Give Maryland's Cathy Nelson the ball and she will create a shot.
It may be for herself. It may be for a teammate. But as one of the most creative attack players in Division I women's lacrosse, Nelson always will make something happen.
She relishes the chance to make the split-second decisions.
"That's what makes the game so exciting," said Nelson, a third-team All-America pick last year. "It's fun to see how your opportunities open up, how you can draw the double team and get other people open or how you can challenge one-on-one."
Even while playing beside two offensive Players of the Year, Kelly Amonte and Sarah Forbes, Nelson still made a name for herself. Excelling as a feeder because of her uncanny ability to read defenses, she now ranks sixth on the Terps' all-time assist list with 71.
However, as a senior on a young team looking for its fourth straight NCAA Division I championship, Nelson's role has changed a bit this year.
"I've become more of a finisher," said Nelson, who leads the Terps in goals with 49. "Last year, I was always looking to set people up. This year, I needed to step into the role that some of the older players had in past years."
Maryland coach Cindy Timchal said Nelson's emergence as the team's leading goal-scorer has come with experience.
"As a captain and a senior, it's only fitting that you take on that role," Timchal said. "Being under pressure all the time is something you have to get used to. Cathy has the ability to run the attack and perform under pressure."
Nelson has scored five or more goals three times this season, including five in a 14-11 victory over No. 6 James Madison (11-7), the Terps' opponent in today's 1 p.m.
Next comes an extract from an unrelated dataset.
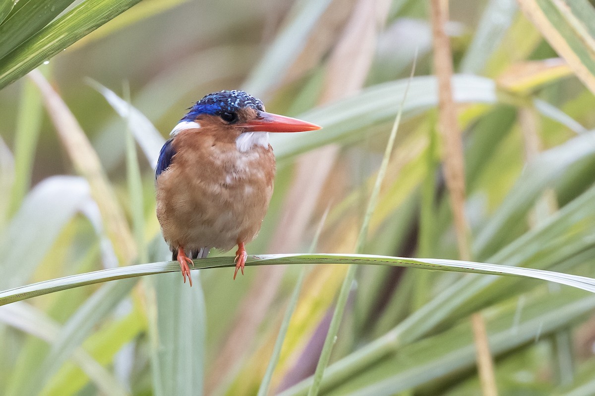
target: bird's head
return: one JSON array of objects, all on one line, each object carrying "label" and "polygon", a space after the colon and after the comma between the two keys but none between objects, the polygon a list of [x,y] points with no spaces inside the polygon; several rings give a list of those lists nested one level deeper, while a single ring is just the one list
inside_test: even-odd
[{"label": "bird's head", "polygon": [[268,132],[305,132],[320,126],[296,118],[267,113],[262,102],[243,91],[209,94],[189,109],[171,134],[186,129],[208,128],[236,140],[247,151],[255,144],[268,145]]}]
NCAA tournament quarterfinal game at Ludwig Field.
The Dukes, who have beaten the Terps (15-3) only once in 26 meetings, have a healthy respect for Nelson's ability.
"Cathy's a real quick player," said James Madison's Megan Riley, a South River graduate who played with Nelson on the Chesapeake Schoolgirl team in 1994.
"She comes up with tricky shots you don't expect and she's not afraid to shoot from anywhere, which is a great quality," Riley said.
Even as a freshman, Nelson's ability was obvious. She scored three goals in the 13-5 national championship victory over Princeton that started the Terps' unprecedented string of three NCAA titles.
"She's always been good," Timchal said. "It was a just matter of her playing lacrosse and having fun, because then she started to be creative and take some risks. She has incredible stick-handling ability. That's where her creativity comes from."
Since her days at Mount Hebron High School, Nelson has been an artistic attacker. While leading the Vikings to three straight state titles, she broke school and state tournament scoring records.
Back then, her combination of decision-making ability and stick skills put her in a class by herself. She was named All-Metro Player of the Year in 1994 from an impressive field that included several other current college superstars, such as Virginia's Peggy Boutilier and Princeton's Cristi Samaras.
The climb from Mount Hebron to Maryland wasn't steep for Nelson. She started all 17 games and scored 20 goals as a freshman.
She has started every game of her college career and now ranks fifth on the Terps' all-time points list with 202 and eighth in goals with 131.
Nelson's star continued to rise every year. She not only leads the Terps in goals this season, but her 68 points rank second behind senior midfielder Sascha Newmarch's 80.